Prof Paul and his quantum scientists are working with Dr Margolis and her fellow researchers at NPL, who have been given the “Time Lords” nickname by other horologists. In 1955, the NPL invented the first atomic clock of the sort that is used today, based on the frequency of radiation from an atom of the element caesium.
GPS and other satellite navigation systems reset their own clocks by touching base with these more accurate clocks on the ground. For the alternative to GPS, the scientists will need a new type of atomic clock that can eventually be miniaturised and robust enough to work in everyday situations, rather than the carefully controlled conditions inside a lab.
The NPL researchers are perfecting a so-called optical clock to achieve this, which is 100 times more accurate than the most accurate caesium clocks used today. It looks as if it might be part of Dr Who’s Tardis and is stimulated with laser light rather than microwaves.

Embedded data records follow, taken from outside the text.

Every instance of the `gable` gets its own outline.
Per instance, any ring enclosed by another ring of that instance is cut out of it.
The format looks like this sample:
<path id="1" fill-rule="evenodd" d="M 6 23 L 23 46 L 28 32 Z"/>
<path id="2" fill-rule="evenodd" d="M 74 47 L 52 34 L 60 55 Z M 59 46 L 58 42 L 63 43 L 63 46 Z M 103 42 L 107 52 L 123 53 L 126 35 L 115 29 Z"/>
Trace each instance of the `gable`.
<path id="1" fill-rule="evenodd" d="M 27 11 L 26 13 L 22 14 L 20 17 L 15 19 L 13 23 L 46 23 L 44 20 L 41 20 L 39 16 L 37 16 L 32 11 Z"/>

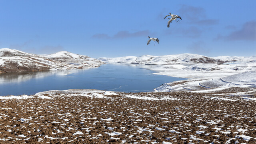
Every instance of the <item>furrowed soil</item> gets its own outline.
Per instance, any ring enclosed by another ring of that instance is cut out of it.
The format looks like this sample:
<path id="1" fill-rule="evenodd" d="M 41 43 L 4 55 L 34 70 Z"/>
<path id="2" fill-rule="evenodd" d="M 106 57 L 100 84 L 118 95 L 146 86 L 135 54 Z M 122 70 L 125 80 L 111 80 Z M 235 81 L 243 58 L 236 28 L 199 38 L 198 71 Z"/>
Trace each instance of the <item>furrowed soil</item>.
<path id="1" fill-rule="evenodd" d="M 0 143 L 256 143 L 256 100 L 186 92 L 115 93 L 0 99 Z"/>

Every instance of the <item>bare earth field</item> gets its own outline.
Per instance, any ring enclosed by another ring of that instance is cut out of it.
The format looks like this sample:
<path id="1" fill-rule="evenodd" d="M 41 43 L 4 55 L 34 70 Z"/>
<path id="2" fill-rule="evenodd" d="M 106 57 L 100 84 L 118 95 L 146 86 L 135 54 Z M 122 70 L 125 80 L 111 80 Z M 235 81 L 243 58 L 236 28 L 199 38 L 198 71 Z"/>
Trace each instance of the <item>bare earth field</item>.
<path id="1" fill-rule="evenodd" d="M 256 143 L 255 95 L 99 92 L 1 98 L 0 143 Z"/>

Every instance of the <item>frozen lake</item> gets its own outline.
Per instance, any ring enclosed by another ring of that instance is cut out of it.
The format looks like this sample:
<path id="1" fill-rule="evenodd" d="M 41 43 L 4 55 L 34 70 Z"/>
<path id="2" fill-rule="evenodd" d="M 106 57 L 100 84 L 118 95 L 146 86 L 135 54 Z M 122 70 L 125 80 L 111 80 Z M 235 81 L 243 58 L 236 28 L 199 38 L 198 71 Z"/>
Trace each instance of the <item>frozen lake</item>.
<path id="1" fill-rule="evenodd" d="M 153 74 L 154 66 L 105 64 L 86 69 L 0 74 L 0 96 L 30 95 L 50 90 L 95 89 L 123 92 L 153 91 L 184 78 Z"/>

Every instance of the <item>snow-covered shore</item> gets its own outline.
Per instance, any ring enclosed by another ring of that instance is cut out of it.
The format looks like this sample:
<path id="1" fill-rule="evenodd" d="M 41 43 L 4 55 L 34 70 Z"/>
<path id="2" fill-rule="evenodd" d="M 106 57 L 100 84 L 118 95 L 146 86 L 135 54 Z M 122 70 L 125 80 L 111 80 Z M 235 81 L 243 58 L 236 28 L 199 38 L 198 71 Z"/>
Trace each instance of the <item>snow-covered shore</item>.
<path id="1" fill-rule="evenodd" d="M 256 87 L 256 57 L 220 56 L 208 57 L 184 54 L 162 56 L 100 58 L 108 63 L 151 65 L 145 68 L 154 74 L 188 80 L 164 84 L 156 92 L 220 90 L 233 87 Z M 253 92 L 254 92 L 253 91 Z"/>
<path id="2" fill-rule="evenodd" d="M 95 58 L 68 52 L 40 55 L 7 48 L 0 49 L 0 73 L 85 68 L 103 64 Z"/>

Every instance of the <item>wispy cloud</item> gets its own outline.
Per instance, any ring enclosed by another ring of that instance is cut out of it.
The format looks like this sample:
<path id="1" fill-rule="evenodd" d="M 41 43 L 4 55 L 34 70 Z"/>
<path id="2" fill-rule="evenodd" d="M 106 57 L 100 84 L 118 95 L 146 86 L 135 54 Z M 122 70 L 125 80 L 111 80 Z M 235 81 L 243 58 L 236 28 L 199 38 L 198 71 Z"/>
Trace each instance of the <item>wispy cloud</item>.
<path id="1" fill-rule="evenodd" d="M 234 31 L 227 36 L 219 34 L 214 40 L 256 40 L 256 21 L 250 21 L 244 23 L 242 28 Z"/>
<path id="2" fill-rule="evenodd" d="M 228 25 L 225 27 L 225 28 L 228 29 L 228 30 L 235 30 L 236 28 L 236 26 L 234 25 Z"/>
<path id="3" fill-rule="evenodd" d="M 200 37 L 202 30 L 196 26 L 190 26 L 186 28 L 174 29 L 172 31 L 165 31 L 166 35 L 175 34 L 178 36 L 187 38 L 197 38 Z"/>
<path id="4" fill-rule="evenodd" d="M 205 55 L 210 52 L 210 50 L 206 48 L 205 43 L 201 41 L 193 42 L 187 48 L 190 52 L 193 54 Z"/>
<path id="5" fill-rule="evenodd" d="M 192 24 L 199 25 L 212 25 L 219 23 L 217 19 L 207 18 L 206 11 L 202 7 L 182 5 L 178 10 L 179 15 L 183 19 L 186 19 Z"/>
<path id="6" fill-rule="evenodd" d="M 32 46 L 32 40 L 29 40 L 22 44 L 10 44 L 8 48 L 22 51 L 34 54 L 50 54 L 55 52 L 65 51 L 65 49 L 61 46 L 53 46 L 46 45 L 35 48 Z"/>
<path id="7" fill-rule="evenodd" d="M 28 47 L 30 44 L 32 42 L 32 40 L 30 40 L 21 44 L 11 44 L 10 45 L 9 48 L 17 50 L 21 50 L 24 48 Z"/>
<path id="8" fill-rule="evenodd" d="M 114 36 L 110 36 L 106 34 L 97 34 L 92 36 L 92 38 L 98 39 L 122 39 L 140 36 L 148 36 L 153 34 L 148 30 L 141 30 L 134 32 L 123 30 L 118 32 Z"/>
<path id="9" fill-rule="evenodd" d="M 180 14 L 179 14 L 180 16 L 186 17 L 190 21 L 206 18 L 205 10 L 201 7 L 196 7 L 183 4 L 181 6 L 181 7 L 178 12 Z"/>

When optical clocks take over from caesium ones as the timepieces that determine Universal Coordinated Time (UTC), the way the passage of time is defined will also have to change, according to Dr Margolis.
“The international community has drawn up a road map for the redefinition of the second,” she tells BBC News.
The NPL’s immediate hope is to have a national network by 2030, connecting four atomic clocks across the UK that businesses can plug into for secure accurate timekeeping and for developing new innovative applications that harness ultra-fast time.
Eventually, critical systems in the UK in finance, telecommunications, energy, utilities and national security could switch over – though that would take longer. “To convert everything is at least a decade away, and probably significantly longer,” says Prof Paul.
Yet the stakes are high, and the alternative this new technology offers is significant. “The US Department of Defence might decide to stop supporting GPS, it could be taken out in a conflict or by an accident,” he says. “There is no guarantee GPS … will always be available. With all the jamming and spoofing [where a criminal gives a false signal with an incorrect time and location], you cannot always guarantee you have an assured signal, so if you cannot get or trust the information then people will stop using it.”